Canadian Consulting Engineer

Endress+Hauser facility in Burlington pursues three sustainability certifications

October 11, 2019
By CCE

Endress+Hauser CX centre

Renderings courtesy Endress+Hauser Canada.

Engineers at mcCallumSather and WSP are helping Endress+Hauser Canada target three major sustainability certifications—i.e. net-zero energy, the Zero Carbon Building Standard and Leadership in Energy and Environmental Design (LEED) Gold through the Canadian Green Building Council (CaGBC)—for the company’s new customer experience (CX) centre in Burlington, Ont.

Endress+Hauser, which develops measurement instrumentation for industrial process engineering, is reportedly the first private company in Canada to pursue all three of these certifications at once.

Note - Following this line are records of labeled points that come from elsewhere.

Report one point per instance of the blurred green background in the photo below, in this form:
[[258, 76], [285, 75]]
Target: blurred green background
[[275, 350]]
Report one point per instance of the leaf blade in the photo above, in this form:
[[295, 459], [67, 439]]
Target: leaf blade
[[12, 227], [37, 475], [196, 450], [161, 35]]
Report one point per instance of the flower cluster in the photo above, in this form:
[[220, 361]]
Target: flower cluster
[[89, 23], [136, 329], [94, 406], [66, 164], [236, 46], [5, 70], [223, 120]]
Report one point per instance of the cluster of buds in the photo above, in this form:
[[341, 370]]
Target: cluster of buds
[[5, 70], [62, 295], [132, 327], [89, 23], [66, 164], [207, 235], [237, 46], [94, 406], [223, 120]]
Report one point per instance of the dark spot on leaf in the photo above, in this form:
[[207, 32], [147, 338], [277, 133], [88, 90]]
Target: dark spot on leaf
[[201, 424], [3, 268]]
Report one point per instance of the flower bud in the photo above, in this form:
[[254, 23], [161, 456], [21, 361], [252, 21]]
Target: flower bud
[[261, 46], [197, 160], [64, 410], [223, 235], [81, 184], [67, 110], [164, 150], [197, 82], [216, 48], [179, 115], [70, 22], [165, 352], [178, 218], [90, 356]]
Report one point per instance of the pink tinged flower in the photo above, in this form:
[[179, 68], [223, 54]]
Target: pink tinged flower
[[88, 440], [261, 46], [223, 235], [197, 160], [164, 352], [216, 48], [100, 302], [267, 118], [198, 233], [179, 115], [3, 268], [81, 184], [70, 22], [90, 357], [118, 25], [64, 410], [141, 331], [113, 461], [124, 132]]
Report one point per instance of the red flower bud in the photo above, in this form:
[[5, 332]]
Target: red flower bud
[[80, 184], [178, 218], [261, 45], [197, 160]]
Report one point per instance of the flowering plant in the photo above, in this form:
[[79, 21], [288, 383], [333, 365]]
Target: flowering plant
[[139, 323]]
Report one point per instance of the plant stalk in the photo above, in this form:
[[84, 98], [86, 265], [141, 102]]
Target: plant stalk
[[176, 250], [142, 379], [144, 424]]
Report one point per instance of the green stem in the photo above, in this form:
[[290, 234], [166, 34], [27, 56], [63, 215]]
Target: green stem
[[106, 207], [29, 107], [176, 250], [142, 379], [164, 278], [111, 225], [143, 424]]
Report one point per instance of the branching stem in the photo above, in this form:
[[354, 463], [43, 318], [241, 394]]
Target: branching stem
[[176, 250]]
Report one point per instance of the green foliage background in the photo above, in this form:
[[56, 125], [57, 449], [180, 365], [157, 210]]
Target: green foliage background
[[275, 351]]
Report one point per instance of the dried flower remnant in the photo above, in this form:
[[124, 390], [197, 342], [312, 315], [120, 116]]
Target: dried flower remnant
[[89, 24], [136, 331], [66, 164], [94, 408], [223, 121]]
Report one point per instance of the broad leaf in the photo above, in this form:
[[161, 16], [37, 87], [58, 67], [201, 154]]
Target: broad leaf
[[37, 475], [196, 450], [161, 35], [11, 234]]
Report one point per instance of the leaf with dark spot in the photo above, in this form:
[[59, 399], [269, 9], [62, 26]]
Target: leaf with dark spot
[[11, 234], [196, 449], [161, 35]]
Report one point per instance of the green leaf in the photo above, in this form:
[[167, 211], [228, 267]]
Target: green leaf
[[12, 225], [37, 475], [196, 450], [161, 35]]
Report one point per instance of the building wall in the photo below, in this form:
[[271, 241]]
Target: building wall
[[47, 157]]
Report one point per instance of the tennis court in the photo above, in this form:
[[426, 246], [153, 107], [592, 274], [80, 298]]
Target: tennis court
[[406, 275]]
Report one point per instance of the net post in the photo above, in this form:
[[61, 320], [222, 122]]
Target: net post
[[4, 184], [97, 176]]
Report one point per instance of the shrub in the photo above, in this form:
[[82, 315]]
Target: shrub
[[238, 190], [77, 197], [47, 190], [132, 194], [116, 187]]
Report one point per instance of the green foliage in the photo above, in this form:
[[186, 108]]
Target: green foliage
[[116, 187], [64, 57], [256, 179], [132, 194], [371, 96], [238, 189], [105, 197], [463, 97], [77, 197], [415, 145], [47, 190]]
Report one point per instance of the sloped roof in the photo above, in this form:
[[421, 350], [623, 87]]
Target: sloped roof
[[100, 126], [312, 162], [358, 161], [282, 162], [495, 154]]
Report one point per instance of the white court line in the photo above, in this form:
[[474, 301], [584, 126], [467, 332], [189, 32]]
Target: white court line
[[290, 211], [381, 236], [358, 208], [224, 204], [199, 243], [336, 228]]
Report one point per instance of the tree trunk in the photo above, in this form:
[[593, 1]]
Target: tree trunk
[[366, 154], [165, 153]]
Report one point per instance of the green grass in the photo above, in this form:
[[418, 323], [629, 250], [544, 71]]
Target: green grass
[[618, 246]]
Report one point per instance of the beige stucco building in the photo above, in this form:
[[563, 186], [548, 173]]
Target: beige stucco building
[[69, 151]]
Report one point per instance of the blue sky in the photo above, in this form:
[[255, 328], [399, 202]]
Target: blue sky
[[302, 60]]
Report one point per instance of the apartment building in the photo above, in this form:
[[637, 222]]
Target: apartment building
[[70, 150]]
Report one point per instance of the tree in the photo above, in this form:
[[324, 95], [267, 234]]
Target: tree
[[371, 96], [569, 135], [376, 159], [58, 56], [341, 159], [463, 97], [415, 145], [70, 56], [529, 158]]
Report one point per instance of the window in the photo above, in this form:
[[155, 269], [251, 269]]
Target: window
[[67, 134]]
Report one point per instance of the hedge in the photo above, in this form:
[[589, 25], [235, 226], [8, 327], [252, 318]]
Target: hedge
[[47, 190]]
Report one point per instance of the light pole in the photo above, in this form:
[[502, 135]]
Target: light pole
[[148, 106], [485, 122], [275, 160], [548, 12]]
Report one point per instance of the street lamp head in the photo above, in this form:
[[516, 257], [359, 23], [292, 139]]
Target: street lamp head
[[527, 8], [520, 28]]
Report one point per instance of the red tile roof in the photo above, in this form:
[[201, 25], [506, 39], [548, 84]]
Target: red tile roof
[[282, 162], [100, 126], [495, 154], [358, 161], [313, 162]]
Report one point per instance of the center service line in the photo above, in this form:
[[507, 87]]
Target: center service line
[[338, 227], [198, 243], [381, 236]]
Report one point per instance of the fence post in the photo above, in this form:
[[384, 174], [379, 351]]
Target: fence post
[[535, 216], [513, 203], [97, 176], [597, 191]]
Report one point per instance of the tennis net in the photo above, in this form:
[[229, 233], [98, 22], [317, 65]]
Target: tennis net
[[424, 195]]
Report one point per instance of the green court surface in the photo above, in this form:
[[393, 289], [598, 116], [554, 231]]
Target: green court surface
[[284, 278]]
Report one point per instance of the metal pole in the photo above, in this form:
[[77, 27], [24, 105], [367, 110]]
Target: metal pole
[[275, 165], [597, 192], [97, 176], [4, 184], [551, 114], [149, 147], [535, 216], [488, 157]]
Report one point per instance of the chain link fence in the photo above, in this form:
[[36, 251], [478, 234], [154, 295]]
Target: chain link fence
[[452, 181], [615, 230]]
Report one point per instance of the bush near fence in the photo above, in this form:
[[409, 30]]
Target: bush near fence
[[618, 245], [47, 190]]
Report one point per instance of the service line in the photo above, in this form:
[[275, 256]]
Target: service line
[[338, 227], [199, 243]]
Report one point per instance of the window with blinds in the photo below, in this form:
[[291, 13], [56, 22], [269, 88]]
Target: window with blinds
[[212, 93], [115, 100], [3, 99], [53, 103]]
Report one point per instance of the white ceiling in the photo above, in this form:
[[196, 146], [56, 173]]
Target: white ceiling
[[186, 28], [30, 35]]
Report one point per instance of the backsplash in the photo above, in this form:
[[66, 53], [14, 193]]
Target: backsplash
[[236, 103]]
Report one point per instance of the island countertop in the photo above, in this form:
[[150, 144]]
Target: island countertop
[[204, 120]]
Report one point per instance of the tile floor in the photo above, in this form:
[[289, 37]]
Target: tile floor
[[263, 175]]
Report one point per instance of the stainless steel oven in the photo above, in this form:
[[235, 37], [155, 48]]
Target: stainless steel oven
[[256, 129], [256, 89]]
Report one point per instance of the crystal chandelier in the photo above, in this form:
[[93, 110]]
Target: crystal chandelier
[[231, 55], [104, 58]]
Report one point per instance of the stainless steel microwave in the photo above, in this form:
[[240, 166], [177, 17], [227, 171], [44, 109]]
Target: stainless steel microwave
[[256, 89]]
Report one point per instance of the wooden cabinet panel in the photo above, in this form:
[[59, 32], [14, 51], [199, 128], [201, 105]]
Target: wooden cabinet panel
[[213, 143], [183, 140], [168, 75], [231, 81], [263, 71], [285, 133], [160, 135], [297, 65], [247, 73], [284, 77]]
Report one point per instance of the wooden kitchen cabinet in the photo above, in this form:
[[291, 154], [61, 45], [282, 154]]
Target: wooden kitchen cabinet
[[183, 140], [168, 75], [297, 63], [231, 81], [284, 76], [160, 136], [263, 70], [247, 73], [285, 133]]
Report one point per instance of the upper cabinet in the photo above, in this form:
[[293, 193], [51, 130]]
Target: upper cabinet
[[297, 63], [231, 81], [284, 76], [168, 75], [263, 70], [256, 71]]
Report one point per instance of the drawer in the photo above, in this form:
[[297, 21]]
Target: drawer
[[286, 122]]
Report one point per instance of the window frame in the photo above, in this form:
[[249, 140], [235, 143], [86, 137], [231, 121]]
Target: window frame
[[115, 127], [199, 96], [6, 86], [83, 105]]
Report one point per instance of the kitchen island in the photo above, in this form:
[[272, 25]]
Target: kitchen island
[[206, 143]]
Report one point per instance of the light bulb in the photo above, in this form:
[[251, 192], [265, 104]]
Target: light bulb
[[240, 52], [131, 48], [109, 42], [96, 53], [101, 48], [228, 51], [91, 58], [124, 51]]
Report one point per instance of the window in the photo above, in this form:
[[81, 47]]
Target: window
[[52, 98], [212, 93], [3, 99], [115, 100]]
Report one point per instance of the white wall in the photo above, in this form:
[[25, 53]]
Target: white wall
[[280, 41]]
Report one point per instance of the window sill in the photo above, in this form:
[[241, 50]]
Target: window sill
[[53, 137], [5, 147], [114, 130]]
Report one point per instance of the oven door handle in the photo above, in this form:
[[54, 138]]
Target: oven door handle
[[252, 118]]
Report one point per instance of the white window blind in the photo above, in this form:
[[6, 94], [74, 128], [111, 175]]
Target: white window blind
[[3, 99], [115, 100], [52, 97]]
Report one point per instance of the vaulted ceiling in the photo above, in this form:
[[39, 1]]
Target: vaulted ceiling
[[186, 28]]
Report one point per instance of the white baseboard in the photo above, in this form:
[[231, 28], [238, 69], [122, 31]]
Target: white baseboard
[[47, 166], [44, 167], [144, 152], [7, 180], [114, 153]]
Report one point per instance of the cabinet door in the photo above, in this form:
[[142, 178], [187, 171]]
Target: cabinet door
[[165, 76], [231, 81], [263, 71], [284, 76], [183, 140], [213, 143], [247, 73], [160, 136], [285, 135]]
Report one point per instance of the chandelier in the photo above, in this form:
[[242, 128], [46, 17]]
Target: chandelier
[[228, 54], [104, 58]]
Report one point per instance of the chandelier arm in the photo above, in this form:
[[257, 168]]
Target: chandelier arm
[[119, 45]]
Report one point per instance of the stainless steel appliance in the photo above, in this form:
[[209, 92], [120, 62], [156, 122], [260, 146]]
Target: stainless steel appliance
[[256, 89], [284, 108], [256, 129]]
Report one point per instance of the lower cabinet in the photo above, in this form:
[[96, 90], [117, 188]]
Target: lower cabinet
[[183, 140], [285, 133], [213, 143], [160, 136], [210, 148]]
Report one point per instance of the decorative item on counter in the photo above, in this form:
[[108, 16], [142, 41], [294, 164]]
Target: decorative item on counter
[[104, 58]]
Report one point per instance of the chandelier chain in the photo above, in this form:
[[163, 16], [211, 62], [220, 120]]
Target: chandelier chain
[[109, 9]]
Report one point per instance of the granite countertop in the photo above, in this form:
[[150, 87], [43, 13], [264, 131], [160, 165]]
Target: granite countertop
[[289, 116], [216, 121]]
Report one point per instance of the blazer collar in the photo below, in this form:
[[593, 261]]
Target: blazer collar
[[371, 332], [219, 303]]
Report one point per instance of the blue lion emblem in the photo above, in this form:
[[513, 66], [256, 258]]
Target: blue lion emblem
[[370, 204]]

Maple Reinders broke ground on Aug. 29 on a four-acre site for the $28-million, two-storey, 47,000-sf facility (pictured in rendering). Occupancy is planned for fall 2020.

“Typically, institutions have pioneered highly sustainable buildings,” says Drew Hauser, director at mcCallumSather, which is handling the building’s architecture, mechanical engineering and interior design, while WSP provides structural and electrical engineering. “For a private company to make an investment in zero-carbon design shows incredible ambition and foresight.”

Endress+Hauser solar panels

The centre will feature a reflective roof with double-sided solar panels from Zon Engineering.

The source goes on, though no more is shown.